Psychopathic Dismemberment and Psychic Slaughter: Spectatorship, Affect, and Gender in the Slasher Cycle
Arts
Film 195 - Senior Thesis
My project consists of an intensive examination of the psychic, historical and aesthetic development of the “Slasher film” in an effort to illuminate broader conceptions of cinematic spectatorship and its relationship to notions of affect, somatic response, and processes of gender identification. The Slasher cycle, which has taken on a character of relative obscurity in recent years, foregrounds issues of spectatorship, bodily destruction and filmic violence in ways that were, and continue to be, unprecedented in their execution.
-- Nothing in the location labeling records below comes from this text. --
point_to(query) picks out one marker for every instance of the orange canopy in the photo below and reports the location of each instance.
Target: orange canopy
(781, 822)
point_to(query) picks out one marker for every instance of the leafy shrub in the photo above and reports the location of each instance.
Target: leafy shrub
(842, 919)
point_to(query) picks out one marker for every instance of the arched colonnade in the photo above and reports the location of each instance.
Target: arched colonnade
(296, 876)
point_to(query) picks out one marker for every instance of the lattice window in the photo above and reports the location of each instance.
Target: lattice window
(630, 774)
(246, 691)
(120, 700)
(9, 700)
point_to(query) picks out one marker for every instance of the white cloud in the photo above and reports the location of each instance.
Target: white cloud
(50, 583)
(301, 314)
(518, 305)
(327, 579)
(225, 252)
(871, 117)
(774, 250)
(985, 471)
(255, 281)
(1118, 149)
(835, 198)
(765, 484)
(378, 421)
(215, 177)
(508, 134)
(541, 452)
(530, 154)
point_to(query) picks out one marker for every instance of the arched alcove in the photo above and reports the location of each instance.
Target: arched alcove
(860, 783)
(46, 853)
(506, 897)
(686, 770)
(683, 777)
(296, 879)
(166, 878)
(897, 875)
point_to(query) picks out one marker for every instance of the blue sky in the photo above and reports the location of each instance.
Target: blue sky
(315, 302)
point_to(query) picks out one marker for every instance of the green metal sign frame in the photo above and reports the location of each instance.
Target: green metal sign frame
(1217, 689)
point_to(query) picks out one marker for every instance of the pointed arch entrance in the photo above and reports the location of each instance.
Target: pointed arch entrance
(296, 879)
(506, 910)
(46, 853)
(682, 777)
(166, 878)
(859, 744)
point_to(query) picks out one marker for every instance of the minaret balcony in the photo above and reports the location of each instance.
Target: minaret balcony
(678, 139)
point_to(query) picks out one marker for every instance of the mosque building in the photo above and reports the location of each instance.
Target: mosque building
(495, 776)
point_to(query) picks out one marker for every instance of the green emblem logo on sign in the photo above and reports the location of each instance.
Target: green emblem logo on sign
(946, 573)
The chief goal of this project was to differentiate these discrete elements of the cycle from the conventional lenses of gender through which the Slasher has historically been viewed. Furthermore, the selection of films referenced in the work broadens the temporal and geographic parameters associated with the cycle beyond the limitations prescribed to it by the pre existing scholarship on the subject. Drawing on the work of theorists like Carol Clover, Laura Mulvey, Barbara Creed, Julia Kristeva, Gilles Deleuze, Félix Guattari and others, I aim to recenter and reframe academic debate on the cycle through rigorous formal analysis of film bodies: viewer, killer, and cadaver alike.